JSON string object with nested Array and Struct column to dataframe in pyspark

filipjankovic — Mon, 10 Jul 2023 09:06:14 GMT

I am trying to convert JSON string stored in variable into spark dataframe without specifying schema, because I have a big number of different tables, so it has to be dynamically. I managed to do it with sc.parallelize, but since we are moving to Unity Catalog, I had to create a Shared Compute cluster, so now sc.parallelize and some other libraries are not working.

I have prepared 3 different JSON strings stored in variable that looks something like this, but originally it has much more rows. I need it to work for all 3 examples.

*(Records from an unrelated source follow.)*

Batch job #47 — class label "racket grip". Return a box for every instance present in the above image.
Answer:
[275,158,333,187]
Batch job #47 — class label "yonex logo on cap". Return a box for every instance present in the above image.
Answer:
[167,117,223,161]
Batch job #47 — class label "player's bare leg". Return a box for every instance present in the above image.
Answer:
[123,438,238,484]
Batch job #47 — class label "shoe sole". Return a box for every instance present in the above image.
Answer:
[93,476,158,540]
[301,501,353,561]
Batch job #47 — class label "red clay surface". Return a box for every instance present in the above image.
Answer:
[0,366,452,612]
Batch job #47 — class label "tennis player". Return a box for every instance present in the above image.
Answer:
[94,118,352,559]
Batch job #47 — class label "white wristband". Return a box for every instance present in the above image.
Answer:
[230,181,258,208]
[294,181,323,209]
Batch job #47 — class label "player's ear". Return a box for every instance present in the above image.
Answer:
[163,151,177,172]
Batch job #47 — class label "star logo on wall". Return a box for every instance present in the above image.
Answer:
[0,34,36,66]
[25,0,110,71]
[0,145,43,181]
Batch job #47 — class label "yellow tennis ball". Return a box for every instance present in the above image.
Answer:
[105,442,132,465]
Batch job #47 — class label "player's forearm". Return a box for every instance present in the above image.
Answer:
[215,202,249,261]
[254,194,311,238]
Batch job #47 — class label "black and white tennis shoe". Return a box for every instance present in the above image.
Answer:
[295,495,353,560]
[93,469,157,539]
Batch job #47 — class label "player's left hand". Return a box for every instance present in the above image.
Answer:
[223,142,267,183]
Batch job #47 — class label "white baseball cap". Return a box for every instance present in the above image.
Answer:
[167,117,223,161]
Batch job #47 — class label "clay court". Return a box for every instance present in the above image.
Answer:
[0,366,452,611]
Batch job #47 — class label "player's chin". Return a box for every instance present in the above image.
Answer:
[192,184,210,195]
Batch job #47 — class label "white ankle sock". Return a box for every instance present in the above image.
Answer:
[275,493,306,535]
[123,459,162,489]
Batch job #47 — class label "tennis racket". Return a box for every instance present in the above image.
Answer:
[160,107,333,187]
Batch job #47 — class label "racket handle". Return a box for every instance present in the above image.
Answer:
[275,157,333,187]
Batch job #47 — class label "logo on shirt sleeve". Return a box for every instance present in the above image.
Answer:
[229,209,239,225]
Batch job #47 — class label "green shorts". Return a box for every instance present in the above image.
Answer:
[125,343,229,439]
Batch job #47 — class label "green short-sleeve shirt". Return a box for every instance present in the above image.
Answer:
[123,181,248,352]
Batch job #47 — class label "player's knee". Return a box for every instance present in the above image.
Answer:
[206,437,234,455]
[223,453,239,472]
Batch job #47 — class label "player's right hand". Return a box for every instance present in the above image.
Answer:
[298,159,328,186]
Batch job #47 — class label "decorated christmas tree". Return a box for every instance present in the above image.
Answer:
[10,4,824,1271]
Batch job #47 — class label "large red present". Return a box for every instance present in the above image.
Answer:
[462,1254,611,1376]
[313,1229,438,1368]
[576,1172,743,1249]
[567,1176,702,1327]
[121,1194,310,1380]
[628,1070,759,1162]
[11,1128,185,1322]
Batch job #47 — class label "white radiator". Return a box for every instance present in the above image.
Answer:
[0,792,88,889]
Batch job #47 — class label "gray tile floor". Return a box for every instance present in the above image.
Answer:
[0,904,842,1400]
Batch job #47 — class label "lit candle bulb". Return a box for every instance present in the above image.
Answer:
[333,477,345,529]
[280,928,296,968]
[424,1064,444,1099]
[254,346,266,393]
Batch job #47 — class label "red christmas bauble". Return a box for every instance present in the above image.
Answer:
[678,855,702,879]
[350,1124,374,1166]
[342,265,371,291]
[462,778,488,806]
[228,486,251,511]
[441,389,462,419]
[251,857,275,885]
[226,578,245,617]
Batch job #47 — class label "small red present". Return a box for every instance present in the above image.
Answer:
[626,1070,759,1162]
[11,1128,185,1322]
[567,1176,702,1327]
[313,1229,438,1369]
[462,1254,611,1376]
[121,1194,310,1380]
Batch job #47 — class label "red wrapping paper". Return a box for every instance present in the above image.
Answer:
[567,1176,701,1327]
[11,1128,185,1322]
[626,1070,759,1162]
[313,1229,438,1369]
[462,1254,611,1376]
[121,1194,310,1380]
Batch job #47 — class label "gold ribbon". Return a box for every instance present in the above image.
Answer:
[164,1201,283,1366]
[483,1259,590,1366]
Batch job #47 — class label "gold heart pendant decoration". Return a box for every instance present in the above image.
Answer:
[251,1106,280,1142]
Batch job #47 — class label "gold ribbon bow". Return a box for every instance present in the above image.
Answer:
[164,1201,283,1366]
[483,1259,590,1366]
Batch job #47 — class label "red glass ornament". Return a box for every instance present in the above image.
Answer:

Onedrive file: JSON conversion sample.dbc

Here is the example of code that is working with Single user cluster, but not with Shared Compute:

import json

data_df = sc.parallelize(value_json).map(lambda x: json.dumps(x))
data_final_df = spark.read.json(data_df)
data_final_df = data_final_df.toDF(*(c.replace('@odata.', '_odata_').replace('.', '_') for c in data_final_df.columns))

display(data_final_df)

Re: JSON string object with nested Array and Struct column to dataframe in pyspark

cgrant — Thu, 21 Nov 2024 22:46:08 GMT

Hi filipjankovic,

SparkContext sc is a Spark 1.0 API and is deprecated on Standard and Serverless compute. However, your input data is a list of dictionaries, which are supported with spark.createDataFrame.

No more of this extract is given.